Money is another factor that divides and unbalances the quality between the leagues while limited involvement of the ICC in these leagues have been a point where some questions arise and that’s why more ICC involvement will ensure that the leagues will reach the standards what it lacks in some areas.

Political involvement is a barrier that franchise cricket is forced to bear while match-fixing and other forms of corruption threaten to take away the gloss of franchise leagues. These are some of the main factors that have been causing disputes over franchise cricket over the years.

Yes franchise cricket has done wonders for the game but yet it has a long way to go. Franchise cricket has its own faults and yet it has its bright side that shine upon all of them and if it can overcome these barriers, franchise cricket will develop more and more where it will become the front-line ambassador of world cricket and its success.


The Sri Lanka Premier League (SLPL) was the first attempt of Sri Lankan Cricket in 2012 with the participation of seven teams bearing the names of Uva Next, Basnahira Cricket Dundee, Kandurata Warriors, Ruhuna Royals, Nagenahira Nagas, Uthura Rudras and Wayamba United, that represented seven districts across the island.

Originally the tournament was planned to be held in 2011 but allegations of corruption and incompetence by Sri Lanka Cricket handed over the league to a previously unheard Singapore-based Somerset Entertainment Ventures. It was the main reason why the SLPL didn’t take place in 2011 while India refused to authorize 12 of their players to take part in the tournament.

But the tournament was launched in 2012 where UVA next was crowned as the champions of the tournament while Dilshan Munaweera and Jacob Oram topped the charts as the leading run-scorer and leading wicket-taker respectfully. The competition became an instant hit in Sri Lanka but it was also a flop as it never reached the heights that were expected as it could not go beyond one season.

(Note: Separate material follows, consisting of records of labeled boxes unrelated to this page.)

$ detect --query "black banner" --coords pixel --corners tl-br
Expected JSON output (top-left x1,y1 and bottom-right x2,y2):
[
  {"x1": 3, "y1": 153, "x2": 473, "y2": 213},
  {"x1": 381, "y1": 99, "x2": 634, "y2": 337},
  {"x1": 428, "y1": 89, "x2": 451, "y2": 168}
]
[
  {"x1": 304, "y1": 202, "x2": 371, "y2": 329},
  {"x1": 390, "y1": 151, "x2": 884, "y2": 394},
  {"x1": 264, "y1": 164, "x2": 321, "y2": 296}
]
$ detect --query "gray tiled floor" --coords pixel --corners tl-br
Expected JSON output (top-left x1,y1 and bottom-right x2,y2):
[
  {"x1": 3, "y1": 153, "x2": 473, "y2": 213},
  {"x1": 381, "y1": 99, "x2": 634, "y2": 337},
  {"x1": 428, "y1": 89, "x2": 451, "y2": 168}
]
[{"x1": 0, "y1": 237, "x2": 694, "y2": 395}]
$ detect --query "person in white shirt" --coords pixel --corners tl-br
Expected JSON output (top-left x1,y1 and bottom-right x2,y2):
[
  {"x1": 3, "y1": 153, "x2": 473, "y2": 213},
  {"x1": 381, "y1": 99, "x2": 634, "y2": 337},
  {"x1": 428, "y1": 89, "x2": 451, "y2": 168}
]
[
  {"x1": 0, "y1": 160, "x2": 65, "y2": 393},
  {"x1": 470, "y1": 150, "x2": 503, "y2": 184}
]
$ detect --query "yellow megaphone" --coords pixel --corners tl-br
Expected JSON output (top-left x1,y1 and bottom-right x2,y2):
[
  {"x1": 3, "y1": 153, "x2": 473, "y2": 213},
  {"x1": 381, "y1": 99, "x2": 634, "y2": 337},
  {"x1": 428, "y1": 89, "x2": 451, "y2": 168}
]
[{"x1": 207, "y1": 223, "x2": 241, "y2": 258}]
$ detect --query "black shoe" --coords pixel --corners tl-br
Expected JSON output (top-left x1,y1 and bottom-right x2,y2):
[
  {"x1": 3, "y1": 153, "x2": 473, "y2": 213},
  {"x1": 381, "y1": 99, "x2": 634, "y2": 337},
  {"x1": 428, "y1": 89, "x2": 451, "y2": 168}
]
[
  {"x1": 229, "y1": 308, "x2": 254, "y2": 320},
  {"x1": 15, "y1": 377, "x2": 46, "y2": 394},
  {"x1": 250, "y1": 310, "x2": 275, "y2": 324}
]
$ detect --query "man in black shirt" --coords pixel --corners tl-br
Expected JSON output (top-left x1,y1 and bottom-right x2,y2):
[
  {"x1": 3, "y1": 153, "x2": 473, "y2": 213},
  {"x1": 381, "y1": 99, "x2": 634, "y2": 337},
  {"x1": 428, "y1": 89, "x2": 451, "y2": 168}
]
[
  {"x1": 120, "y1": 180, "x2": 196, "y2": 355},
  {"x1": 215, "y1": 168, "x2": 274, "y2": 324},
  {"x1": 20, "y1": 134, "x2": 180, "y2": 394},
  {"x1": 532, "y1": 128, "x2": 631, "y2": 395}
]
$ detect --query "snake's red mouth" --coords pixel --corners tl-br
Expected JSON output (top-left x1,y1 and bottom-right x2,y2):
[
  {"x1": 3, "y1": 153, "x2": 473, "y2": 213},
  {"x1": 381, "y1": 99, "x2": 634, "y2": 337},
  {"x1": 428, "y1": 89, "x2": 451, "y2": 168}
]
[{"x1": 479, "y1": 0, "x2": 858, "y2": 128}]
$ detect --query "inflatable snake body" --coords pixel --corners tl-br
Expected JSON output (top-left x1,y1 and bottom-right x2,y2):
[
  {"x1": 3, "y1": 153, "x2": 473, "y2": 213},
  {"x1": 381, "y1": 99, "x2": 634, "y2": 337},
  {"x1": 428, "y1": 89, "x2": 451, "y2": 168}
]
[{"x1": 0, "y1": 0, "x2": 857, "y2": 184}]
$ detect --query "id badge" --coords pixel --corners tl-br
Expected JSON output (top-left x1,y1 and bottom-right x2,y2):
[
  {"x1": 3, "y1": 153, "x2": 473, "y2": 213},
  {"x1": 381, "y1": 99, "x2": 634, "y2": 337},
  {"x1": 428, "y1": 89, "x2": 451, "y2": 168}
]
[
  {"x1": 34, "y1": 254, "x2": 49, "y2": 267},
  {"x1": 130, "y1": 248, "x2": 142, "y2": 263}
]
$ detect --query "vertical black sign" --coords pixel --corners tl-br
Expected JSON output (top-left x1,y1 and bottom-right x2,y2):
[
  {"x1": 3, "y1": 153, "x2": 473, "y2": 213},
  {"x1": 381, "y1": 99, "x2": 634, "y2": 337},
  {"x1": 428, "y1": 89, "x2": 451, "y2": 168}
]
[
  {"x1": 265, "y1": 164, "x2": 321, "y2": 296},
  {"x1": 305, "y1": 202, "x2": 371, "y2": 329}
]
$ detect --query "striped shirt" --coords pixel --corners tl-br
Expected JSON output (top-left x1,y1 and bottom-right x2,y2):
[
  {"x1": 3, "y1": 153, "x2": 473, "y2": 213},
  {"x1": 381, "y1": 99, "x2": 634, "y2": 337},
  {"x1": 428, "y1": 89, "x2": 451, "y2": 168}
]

Sloppy management and investment and sponsorship issues leading to the low quality of the tournament were the main reasons behind its downfall.

LPL Sri Lanka

The LPL proved to be the force to fill up some of the missing parts in Sri Lankan cricket in 2020. The second edition of this new Sri Lankan cricketing structure concluded recently with flying colours showing all the signs that this tournament will be a great success in the near future. Jaffna Kings, (previously named as Jaffna Stallions) was the most dominant force in the LPL so far where they clinched the titles in both seasons. Mahesh Pathirana, Janith Liyanage, Nuwan Thushara and Kamindu Mendis are some highly talented players that came through the LPL. Increase in foreign player involvement was another bright spark in the two seasons creating a major taking point when considering the quality of the tournament. The financial influence was also better in the LPL’s second edition when compared to the first edition.

Dedicated coaching staff backed by responsible management also made the event an international success that brought forth lots of positives for the future of Sri Lankan cricket.